While all of the experts WMRE interviewed believe federal legalization will happen eventually, they note that this issue does present challenges for the cannabis industry because conventional bank loans remain unavailable and credit card companies won’t allow dispensaries to accept credit sales (debit card sales are okay) for an illegal substance.

As a result, investors must depend on alternative capital, which has spawned new capital sources and strategies. There appears to be an increasing appetite for cannabis investing across all the asset classes, but now with several large public cannabis REITs established, Schwamm says there may be additional activity in the lower end of the market, including multi-state operators (MSOs) and single sign-on (SSO) retail locations. For example, over the last year, a number of private financial services firms have popped up to serve cannabis businesses, providing them with electronic banking and lending services, according to recent reporting by The Financial Times.

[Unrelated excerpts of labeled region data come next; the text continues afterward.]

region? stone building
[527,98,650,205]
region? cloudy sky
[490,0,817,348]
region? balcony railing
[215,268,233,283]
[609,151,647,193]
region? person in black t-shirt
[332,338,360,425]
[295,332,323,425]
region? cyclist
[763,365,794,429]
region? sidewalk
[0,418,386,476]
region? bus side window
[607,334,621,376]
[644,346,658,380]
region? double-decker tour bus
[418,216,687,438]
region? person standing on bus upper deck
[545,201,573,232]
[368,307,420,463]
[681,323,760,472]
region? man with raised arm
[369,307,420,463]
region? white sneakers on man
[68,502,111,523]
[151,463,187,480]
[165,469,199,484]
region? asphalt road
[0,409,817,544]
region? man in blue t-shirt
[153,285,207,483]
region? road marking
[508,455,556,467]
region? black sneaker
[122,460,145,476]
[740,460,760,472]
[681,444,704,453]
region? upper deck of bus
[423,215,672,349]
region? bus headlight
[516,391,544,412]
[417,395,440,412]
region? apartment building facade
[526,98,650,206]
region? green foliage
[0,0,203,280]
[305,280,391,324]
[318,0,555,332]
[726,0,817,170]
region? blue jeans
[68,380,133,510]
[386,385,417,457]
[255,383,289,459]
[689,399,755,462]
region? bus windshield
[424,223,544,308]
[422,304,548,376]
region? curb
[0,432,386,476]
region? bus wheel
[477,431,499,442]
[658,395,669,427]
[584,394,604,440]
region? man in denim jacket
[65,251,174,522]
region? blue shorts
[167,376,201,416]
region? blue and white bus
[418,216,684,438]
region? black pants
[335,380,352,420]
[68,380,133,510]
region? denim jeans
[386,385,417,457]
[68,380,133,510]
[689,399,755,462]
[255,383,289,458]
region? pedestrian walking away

Meanwhile, Dime Community Bank, while still staying away from loans, takes deposits and offers cash management services to cannabis companies, primarily in the New York metropolitan area. San Francisco-based Dama Financial does compliance work for smaller banks serving cannabis companies, which allows them to take out loans, as well as make deposits, process electronic payments and arrange for armored car cash pick-ups.

Some state governments have also introduced lending programs to ensure social equity in the cannabis industry. Illinois, for instance, has raised a social equity loan fund of $34 million that provides loans of more than $150,000 on average, with interest rates not to exceeding 8 percent.

Altstadter also notes a big increase in sale-leaseback activity by cannabis businesses to raise capital for expansion. According to a report by BENZINGA, some examples of cannabis sale-leaseback transactions over the past year include:

  • A $50-million deal involving Chicago-based Cresco Labs and GreenAcreage Real Estate, a New York-based REIT providing sale-leaseback and construction financing to cannabis operators.
  • A $35-million sale-leaseback transaction for six properties owned by New York-based multi-state operator (MSO) Columbia Care.
  • A $39.5 million sale-leaseback deal for Chicago-based MSO Green Thumb Industries’ cultivation facility in Pennsylvania with San Diego-based REIT Innovative Industrial Properties.